JOL Press : François Hollande est un président impopulaire. Peut-on mettre cela sur le compte d’une communication ratée ?
 

Christian Delporte : La communication est un outil d’accompagnement mais ne remplace pas la politique. On peut communiquer pour agir, on peut communiquer après avoir agi, mais c’est l’action qui décide de l’attitude de l’opinion à l’égard d’un président de la République. François Hollande a certainement commis des erreurs de communication mais elles sont marginales dans l’échec ressenti par l’opinion. La communication ne remplacera jamais la politique. La communication est d’autant plus efficace que l’opinion est réceptive, qu’elle est favorable à celui qui communique.

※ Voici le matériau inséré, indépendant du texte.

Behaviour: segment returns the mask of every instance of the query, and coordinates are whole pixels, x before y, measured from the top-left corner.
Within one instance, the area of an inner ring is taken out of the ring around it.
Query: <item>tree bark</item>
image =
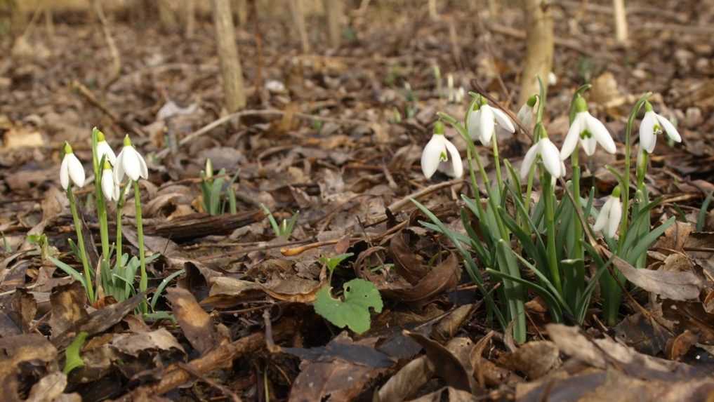
[[[308,31],[305,28],[305,11],[303,9],[303,0],[288,0],[290,4],[291,14],[293,14],[293,21],[295,29],[300,35],[300,44],[303,53],[310,53],[310,41],[308,40]]]
[[[344,18],[343,0],[324,0],[323,4],[330,46],[338,48],[342,41],[342,20]]]
[[[236,45],[236,28],[233,24],[230,0],[211,0],[213,24],[218,43],[218,61],[223,77],[226,109],[234,113],[246,106],[243,70]]]
[[[521,76],[518,104],[522,105],[538,93],[538,78],[548,86],[548,76],[553,68],[555,46],[553,14],[545,0],[524,0],[526,54]]]
[[[627,11],[625,9],[625,0],[613,0],[613,9],[615,15],[615,39],[620,44],[627,44]]]

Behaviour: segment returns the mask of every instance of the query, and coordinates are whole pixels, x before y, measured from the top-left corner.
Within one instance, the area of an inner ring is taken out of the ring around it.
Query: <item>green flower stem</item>
[[[543,174],[541,174],[540,185],[543,186],[543,201],[545,203],[545,228],[548,237],[545,248],[548,254],[548,268],[550,271],[553,285],[559,294],[563,294],[560,273],[558,269],[558,253],[555,249],[555,196],[550,183],[550,174],[545,169],[541,169],[541,171]],[[575,196],[578,196],[575,195]]]
[[[130,184],[127,184],[129,186]],[[119,199],[116,201],[116,268],[120,268],[121,266],[121,258],[123,253],[121,252],[121,218],[122,218],[122,209],[124,207],[124,189],[119,189]]]
[[[570,156],[570,163],[573,165],[573,195],[574,196],[575,203],[580,203],[580,161],[579,154],[580,154],[580,146],[576,146],[575,151],[573,152]],[[573,207],[575,208],[579,208],[579,205],[573,205]],[[575,298],[573,301],[575,300],[579,300],[580,295],[585,291],[585,251],[583,249],[583,242],[581,239],[583,238],[583,226],[580,223],[580,219],[574,219],[573,222],[573,228],[575,236],[575,242],[573,243],[573,257],[578,259],[578,262],[575,263],[575,281],[573,283],[573,288],[575,291],[573,294]],[[573,304],[574,306],[575,304]]]
[[[82,223],[79,219],[79,213],[77,213],[76,201],[74,199],[74,193],[72,192],[71,187],[67,189],[67,198],[69,199],[69,208],[72,211],[74,229],[77,232],[77,245],[79,246],[79,252],[81,253],[82,267],[84,268],[84,281],[87,296],[89,297],[89,303],[94,303],[94,288],[91,282],[91,270],[89,268],[89,258],[84,247],[84,236],[82,235]]]
[[[139,281],[139,291],[146,292],[149,286],[149,277],[146,276],[146,260],[144,248],[144,223],[141,220],[141,194],[139,189],[139,182],[134,181],[134,204],[136,206],[136,238],[139,241],[139,261],[141,266],[141,277]],[[141,302],[141,311],[149,312],[146,301]]]
[[[635,123],[635,118],[637,117],[637,114],[639,113],[640,109],[642,109],[645,102],[647,101],[648,98],[651,95],[651,92],[645,94],[635,104],[635,106],[630,113],[630,118],[628,119],[627,126],[625,129],[625,178],[626,179],[623,179],[624,182],[620,186],[622,191],[623,218],[622,222],[620,223],[620,239],[618,244],[618,255],[620,256],[623,256],[623,253],[625,252],[623,248],[625,247],[625,238],[627,237],[628,218],[630,211],[628,209],[630,206],[630,159],[632,155],[632,141],[630,137],[632,133],[632,126]]]

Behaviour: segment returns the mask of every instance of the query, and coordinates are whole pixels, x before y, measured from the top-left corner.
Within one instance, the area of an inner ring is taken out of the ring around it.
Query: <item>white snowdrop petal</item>
[[[623,216],[623,206],[620,203],[619,199],[610,197],[613,203],[610,207],[610,213],[608,216],[608,236],[615,237],[618,232],[618,226],[620,226],[620,219]]]
[[[67,168],[69,171],[69,179],[71,179],[72,182],[78,187],[83,187],[84,186],[84,166],[74,156],[74,154],[67,155],[67,158],[69,159]]]
[[[114,165],[114,183],[121,183],[121,181],[124,179],[124,149],[119,152],[119,156],[116,156],[116,164]]]
[[[104,169],[101,173],[101,192],[108,201],[114,199],[114,175],[111,169]]]
[[[533,166],[536,157],[538,156],[538,144],[536,144],[531,146],[528,149],[528,151],[526,153],[526,156],[523,157],[523,161],[521,163],[521,179],[525,179],[528,176],[528,173],[531,172],[531,167]]]
[[[106,156],[106,161],[108,161],[111,166],[116,164],[116,156],[114,155],[114,151],[111,150],[111,147],[107,144],[106,141],[99,141],[96,144],[96,157],[101,161],[102,156]]]
[[[610,135],[610,131],[608,131],[605,124],[603,124],[602,121],[590,116],[590,114],[588,114],[588,119],[585,120],[585,124],[587,124],[586,127],[588,130],[595,139],[598,141],[600,146],[608,153],[615,154],[617,151],[617,147],[615,146],[615,141],[613,141],[613,137]]]
[[[674,126],[674,124],[673,124],[669,120],[667,120],[666,119],[663,117],[662,115],[657,114],[655,112],[652,113],[655,114],[655,117],[657,118],[657,121],[659,121],[660,124],[662,125],[662,127],[664,129],[664,131],[667,134],[667,136],[672,139],[672,141],[675,142],[682,142],[682,136],[679,135],[679,131],[677,131],[677,129]]]
[[[593,230],[595,231],[600,231],[605,228],[605,225],[608,223],[608,216],[610,215],[610,208],[612,207],[612,197],[609,197],[608,201],[605,202],[605,205],[600,208],[600,213],[598,213],[598,218],[595,220],[595,224],[593,225]]]
[[[598,141],[594,138],[580,139],[580,144],[583,145],[583,151],[585,151],[585,155],[591,156],[595,154],[595,148],[598,145]]]
[[[481,144],[488,146],[491,144],[491,139],[493,136],[493,131],[496,129],[493,111],[488,105],[483,105],[480,110],[478,131],[481,132],[481,135],[479,136]]]
[[[558,147],[550,142],[550,140],[542,139],[538,141],[540,147],[540,158],[543,159],[543,164],[545,166],[545,170],[553,177],[560,177],[560,159],[558,151]]]
[[[451,176],[455,179],[459,179],[463,176],[463,163],[461,161],[461,156],[458,154],[458,149],[456,149],[456,147],[448,139],[444,139],[444,144],[446,145],[446,150],[448,151],[449,158],[451,159],[450,161],[453,174]]]
[[[583,131],[583,112],[575,115],[573,120],[573,124],[565,134],[565,139],[563,141],[563,147],[560,149],[560,159],[565,161],[570,156],[578,145],[578,140],[580,139],[580,134]]]
[[[444,151],[445,148],[443,141],[440,137],[443,138],[443,136],[432,136],[421,152],[421,171],[426,179],[431,179],[439,167],[441,153]]]
[[[509,132],[516,132],[516,127],[513,126],[513,122],[511,121],[511,118],[508,117],[508,115],[506,112],[496,108],[491,108],[491,111],[493,113],[493,117],[496,118],[496,121],[498,123],[498,125]]]
[[[655,112],[648,111],[645,113],[645,116],[640,123],[640,146],[647,151],[652,154],[657,144],[657,136],[655,135],[655,124],[657,124],[657,118]]]
[[[65,190],[69,187],[69,160],[67,159],[67,156],[65,155],[64,158],[62,158],[62,164],[59,166],[59,184]]]
[[[136,151],[132,146],[124,147],[124,152],[126,153],[122,159],[121,164],[124,168],[124,173],[129,179],[134,181],[139,180],[141,174],[141,166],[139,164],[139,157]]]

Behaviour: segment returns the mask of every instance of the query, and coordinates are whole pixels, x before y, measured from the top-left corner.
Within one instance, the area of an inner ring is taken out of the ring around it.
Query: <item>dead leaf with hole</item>
[[[346,332],[343,332],[333,338],[328,346],[341,343],[343,348],[351,345],[373,348],[376,340],[371,338],[354,341]],[[290,390],[288,401],[337,402],[355,400],[363,391],[365,386],[383,373],[386,368],[373,367],[332,356],[325,361],[321,358],[315,361],[303,361],[300,369],[300,374]]]
[[[213,326],[211,316],[198,306],[193,295],[180,288],[166,291],[171,311],[178,321],[183,335],[201,353],[218,346],[223,341]]]
[[[609,258],[612,253],[605,251]],[[625,260],[614,256],[613,265],[635,285],[664,298],[691,300],[699,297],[703,283],[693,272],[670,272],[652,269],[638,269]]]
[[[173,348],[186,353],[176,338],[164,328],[151,332],[116,335],[111,341],[111,346],[120,352],[134,357],[138,357],[141,351],[146,350],[169,351]]]

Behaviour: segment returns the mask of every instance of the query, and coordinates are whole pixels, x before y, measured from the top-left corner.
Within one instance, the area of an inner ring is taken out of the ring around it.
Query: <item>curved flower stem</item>
[[[89,258],[84,247],[82,222],[79,218],[79,213],[77,212],[76,201],[74,199],[74,193],[72,192],[71,187],[67,189],[67,198],[69,199],[69,208],[72,211],[72,219],[74,221],[74,230],[77,233],[77,245],[79,246],[79,252],[81,253],[81,259],[82,260],[82,268],[84,268],[85,287],[89,298],[89,303],[94,303],[94,287],[92,286],[91,270],[89,268]]]
[[[127,184],[129,186],[130,184]],[[116,201],[116,268],[121,268],[122,266],[122,258],[124,257],[124,253],[121,252],[121,218],[122,218],[122,209],[124,207],[124,189],[120,189],[119,190],[119,199]],[[128,286],[128,284],[127,284]]]
[[[136,206],[136,238],[139,241],[139,261],[141,266],[141,277],[139,281],[139,290],[146,292],[149,285],[149,277],[146,276],[146,261],[144,247],[144,223],[141,220],[141,194],[139,189],[139,181],[134,182],[134,203]],[[140,308],[144,313],[149,312],[146,301],[141,302]]]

JOL Press : Quelle a été la plus grave erreur de François Hollande en matière de communication ?
 

Christian Delporte : Sa plus grande erreur, selon moi, c’est d’avoir annoncé l’inversement de la courbe du chômage avant la fin de l’année 2013. Quand on se fixe une échéance, elle devient extrêmement symbolique : soit elle couronne le succès, soit elle couronne l’échec. Se fixer de telles échéances est une prise de risque trop grande, en période de crise et de chômage important.

JOL Press : A-t-il su bien communiquer autour des différents scandales qui ont éclaboussé son début de mandat (Cahuzac, le tweet de Valérie Trierweiler, l’affaire Leonarda…) ?
 

Christian Delporte : Aujourd’hui un président de la République, sous le quinquennat, est toujours sur le terrain, il apparaît énormément. On pense qu’il ne peut pas faire silence mais il y a des moments où il peut et doit se taire. Dans l’affaire Leonarda, sans doute aurait-il été plus éclairé en n’intervenant pas lui-même. Pour se protéger, le président ne doit pas hésiter à mettre en avant ses ministres et en particulier le premier d’entre eux. La communication, ce n’est pas seulement des discours et du bruit, c’est aussi la culture du silence. Un président doit savoir intervenir au bon moment.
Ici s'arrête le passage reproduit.